Рычкову больше нравилось, как было при царях. Ну, во-первых, при них за уголовщину вообще не казнили. Это еще Елизавета Петровна, дочь Петра Великого, так решила.

Милосердная была царица. Хоть четырнадцать человек зарезал – отправляли на каторгу, в Сибирь или на Сахалин. Виселица или расстрел полагались только за покушение на государственный переворот и цареубийство.

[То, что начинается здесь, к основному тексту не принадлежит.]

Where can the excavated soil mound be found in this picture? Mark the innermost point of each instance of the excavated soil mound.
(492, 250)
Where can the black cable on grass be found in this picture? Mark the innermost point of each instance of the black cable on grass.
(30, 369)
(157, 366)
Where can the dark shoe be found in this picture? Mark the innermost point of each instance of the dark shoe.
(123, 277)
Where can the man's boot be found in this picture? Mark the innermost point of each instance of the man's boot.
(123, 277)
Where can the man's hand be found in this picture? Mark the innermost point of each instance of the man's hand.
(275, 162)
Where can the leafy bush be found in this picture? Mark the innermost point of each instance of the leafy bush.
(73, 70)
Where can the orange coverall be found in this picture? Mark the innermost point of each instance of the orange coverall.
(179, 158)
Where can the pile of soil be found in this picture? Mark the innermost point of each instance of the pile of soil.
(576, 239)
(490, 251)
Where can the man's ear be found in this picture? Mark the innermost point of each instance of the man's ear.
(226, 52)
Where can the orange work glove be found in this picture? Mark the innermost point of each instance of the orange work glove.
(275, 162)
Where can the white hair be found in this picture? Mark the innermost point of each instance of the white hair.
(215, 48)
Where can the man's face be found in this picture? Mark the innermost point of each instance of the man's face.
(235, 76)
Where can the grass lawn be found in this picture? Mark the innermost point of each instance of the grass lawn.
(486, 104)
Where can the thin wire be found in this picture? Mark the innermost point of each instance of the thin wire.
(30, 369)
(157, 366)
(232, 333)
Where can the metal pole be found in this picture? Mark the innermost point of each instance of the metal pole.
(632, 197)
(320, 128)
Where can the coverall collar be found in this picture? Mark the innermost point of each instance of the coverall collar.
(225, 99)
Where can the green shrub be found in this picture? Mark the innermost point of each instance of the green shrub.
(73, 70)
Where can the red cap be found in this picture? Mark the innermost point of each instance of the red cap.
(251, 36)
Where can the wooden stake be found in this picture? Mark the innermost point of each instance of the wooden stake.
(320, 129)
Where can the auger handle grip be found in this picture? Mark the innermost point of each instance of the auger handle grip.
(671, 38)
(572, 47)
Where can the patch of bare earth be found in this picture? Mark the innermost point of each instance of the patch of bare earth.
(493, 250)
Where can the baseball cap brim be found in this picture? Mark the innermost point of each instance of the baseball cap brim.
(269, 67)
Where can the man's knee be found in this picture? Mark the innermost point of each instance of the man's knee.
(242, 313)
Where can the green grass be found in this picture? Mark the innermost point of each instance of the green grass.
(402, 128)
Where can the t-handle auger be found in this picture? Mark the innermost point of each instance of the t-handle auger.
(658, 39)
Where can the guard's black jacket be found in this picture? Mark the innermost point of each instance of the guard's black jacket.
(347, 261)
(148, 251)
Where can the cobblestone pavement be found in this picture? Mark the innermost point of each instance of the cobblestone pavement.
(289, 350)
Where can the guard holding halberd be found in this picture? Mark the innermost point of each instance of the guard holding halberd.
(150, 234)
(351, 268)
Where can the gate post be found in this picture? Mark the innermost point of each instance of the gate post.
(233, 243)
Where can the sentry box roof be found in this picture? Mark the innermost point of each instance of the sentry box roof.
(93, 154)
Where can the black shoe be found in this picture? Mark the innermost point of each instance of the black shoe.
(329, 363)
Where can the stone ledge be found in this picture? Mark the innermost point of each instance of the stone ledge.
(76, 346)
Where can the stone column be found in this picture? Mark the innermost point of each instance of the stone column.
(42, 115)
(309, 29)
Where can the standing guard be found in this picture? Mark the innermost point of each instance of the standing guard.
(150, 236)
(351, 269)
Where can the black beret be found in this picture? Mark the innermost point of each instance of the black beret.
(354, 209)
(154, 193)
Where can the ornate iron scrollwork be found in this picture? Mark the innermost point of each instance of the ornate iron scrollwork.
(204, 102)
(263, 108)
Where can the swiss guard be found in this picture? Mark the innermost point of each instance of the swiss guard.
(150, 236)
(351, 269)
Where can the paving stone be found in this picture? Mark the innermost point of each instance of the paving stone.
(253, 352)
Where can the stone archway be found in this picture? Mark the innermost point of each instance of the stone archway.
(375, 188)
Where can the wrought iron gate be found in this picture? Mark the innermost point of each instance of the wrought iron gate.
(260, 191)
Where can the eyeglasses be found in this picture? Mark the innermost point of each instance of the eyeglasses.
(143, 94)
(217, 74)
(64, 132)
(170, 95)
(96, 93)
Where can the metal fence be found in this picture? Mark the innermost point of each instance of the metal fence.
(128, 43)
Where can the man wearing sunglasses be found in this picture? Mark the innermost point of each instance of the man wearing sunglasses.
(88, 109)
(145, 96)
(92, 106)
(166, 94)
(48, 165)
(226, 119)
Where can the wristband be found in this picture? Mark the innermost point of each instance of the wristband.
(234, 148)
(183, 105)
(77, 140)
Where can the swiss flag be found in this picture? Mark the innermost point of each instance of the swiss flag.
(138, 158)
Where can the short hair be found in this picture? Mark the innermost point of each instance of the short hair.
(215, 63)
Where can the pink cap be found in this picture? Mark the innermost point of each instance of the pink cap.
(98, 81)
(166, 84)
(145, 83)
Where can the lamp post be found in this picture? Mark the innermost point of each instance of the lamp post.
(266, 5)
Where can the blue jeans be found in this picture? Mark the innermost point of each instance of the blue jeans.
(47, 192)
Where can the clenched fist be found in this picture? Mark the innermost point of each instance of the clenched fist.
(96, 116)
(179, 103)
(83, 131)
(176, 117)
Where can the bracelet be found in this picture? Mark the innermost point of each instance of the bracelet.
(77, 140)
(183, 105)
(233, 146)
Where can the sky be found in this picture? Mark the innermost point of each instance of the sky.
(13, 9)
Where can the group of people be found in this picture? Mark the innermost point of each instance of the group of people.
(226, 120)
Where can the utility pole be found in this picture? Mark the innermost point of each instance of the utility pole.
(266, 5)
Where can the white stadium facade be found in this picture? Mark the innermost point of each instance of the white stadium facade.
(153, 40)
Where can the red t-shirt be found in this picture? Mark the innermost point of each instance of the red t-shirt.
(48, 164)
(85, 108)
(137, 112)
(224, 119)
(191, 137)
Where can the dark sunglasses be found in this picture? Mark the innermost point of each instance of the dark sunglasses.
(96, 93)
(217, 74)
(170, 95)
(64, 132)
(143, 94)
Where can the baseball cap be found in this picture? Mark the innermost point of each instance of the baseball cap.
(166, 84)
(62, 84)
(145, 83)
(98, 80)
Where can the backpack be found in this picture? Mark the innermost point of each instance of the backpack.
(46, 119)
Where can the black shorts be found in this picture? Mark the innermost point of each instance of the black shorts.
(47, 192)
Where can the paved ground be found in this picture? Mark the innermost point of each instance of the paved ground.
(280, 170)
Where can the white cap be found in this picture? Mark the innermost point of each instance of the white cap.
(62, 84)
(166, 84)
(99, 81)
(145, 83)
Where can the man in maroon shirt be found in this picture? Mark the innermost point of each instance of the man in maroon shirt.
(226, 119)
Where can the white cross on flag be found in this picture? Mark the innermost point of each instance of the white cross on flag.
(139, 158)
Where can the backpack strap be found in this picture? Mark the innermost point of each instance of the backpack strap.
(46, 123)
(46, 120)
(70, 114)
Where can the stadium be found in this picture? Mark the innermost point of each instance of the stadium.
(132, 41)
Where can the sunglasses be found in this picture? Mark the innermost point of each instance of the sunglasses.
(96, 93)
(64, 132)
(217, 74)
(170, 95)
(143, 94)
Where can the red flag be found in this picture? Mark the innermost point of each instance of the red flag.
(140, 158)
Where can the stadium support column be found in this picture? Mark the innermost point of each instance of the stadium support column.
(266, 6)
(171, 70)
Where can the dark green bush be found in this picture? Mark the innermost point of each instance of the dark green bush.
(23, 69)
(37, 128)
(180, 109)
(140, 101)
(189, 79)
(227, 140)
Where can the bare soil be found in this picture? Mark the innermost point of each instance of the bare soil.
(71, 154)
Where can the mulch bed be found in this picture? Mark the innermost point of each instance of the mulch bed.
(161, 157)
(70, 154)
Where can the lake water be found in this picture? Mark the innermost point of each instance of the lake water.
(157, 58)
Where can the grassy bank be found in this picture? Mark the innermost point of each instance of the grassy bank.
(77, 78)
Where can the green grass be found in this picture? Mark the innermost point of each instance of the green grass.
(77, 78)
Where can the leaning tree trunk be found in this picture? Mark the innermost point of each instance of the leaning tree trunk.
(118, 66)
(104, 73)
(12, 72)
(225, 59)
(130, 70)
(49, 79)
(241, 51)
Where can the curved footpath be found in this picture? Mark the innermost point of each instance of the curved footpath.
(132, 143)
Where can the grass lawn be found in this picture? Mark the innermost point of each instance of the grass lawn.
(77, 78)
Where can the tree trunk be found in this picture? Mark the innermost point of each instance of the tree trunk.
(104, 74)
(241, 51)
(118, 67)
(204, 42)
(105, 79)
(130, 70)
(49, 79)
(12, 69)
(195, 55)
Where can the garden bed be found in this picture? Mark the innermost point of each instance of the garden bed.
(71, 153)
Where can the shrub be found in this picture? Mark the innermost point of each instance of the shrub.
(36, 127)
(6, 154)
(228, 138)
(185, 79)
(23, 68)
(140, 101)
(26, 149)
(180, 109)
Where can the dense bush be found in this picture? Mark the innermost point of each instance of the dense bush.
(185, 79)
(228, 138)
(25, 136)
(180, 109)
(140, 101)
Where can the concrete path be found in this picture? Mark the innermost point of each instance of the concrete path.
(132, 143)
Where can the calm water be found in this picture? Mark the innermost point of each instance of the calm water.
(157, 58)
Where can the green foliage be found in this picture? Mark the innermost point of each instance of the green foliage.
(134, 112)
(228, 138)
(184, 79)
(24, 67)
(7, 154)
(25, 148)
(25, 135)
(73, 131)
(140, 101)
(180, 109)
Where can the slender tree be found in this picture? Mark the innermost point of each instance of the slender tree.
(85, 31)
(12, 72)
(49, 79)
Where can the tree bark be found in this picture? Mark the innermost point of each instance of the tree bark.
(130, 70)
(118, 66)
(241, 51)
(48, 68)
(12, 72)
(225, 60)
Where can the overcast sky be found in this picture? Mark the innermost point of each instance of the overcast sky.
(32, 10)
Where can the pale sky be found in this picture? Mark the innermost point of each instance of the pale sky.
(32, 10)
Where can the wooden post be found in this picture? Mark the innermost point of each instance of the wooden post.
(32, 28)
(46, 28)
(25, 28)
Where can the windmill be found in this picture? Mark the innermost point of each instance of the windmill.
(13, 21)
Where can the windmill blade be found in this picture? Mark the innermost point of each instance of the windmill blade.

Вот Достоевский-то молодой был в революционном кружке, покушались они на все это, ну, похватали их – и приговорили к смертной казни расстрелом. И на Семеновском плацу уже первых трех в саваны одели и к столбам привязали. И крест уже поцеловали – священник давал. И капюшоны белые надвинули на глаза – только главный их сбросил колпак с лица головой: «Не боюсь смотреть смерти прямо в глаза!» А это не для них вовсе делали, а для солдат. Потому что трудно смотреть в лицо тому, в кого стреляешь, это сегодня киллерам все нипочем. Солдатам уже команду отдали – «На прицел!» Уже дула нацелились на троих, а остальные-то смотрят! Последние минуты их жизни текут, и Достоевского тоже. А тут скачет по плацу галопом – не рысью! – посыльный от императора. И уже ружья – дулами вверх. Читают бумагу от его величества: вместо расстрела – каторжные работы…

Это Рычкову очень нравилось. Чтобы именно человек не полностью отчаивался – до последней минуты мог ждать отмены. Рычков жалел, что у нас такого нет. И помилование могло прийти только загодя. А если уж повели – значит, отказано, конец, не жди спасения.

Отец рассказывал ему, как старший их – еще чекист давних времен – вспоминал про расстрелы. Главное, говорил, чтоб руки были крепко связаны – проволокой надежней. «Идешь сзади с заряженным револьвером, командуешь – “Налево!”, “Вниз!” И вот приводишь туда, где уже опилок или песку насыпали, но тот не замечает, не понимает, к чему это. Тут подводишь револьвер к затылку – но не касаешься, чтобы он так до последней секунды и не догадался. Нажимаешь на курок – и тут же даешь ему пинка…»

Вот это отца, помнится, изумило, да и Рычкова-младшего тоже. Зачем же так?.. Оказывается – чтобы кровью гимнастерку не забрызгать. Тогда столько стреляли, что женам надо было бы гимнастерки эти каждый день стирать.

А Достоевский все, что за десять минут пережил, потом описал – в романе «Идиот». Он там объясняет, почему нельзя, чтоб смертная казнь была, – ведь сам все пережил и знает.

Больше-то никто не мог рассказать. Потому что кто это испытал – того через две минуты уж на свете нет. Фотографий и кинокадров таких Рычков немало видел – вот он живой, а в следующую минуту валится мертвый. Правда, это все не наши кадры – гитлеровцы или еще кто. При Сталине вон без счету своих за так перестреляли, а снимков или кадров про это Рычков никогда не видел.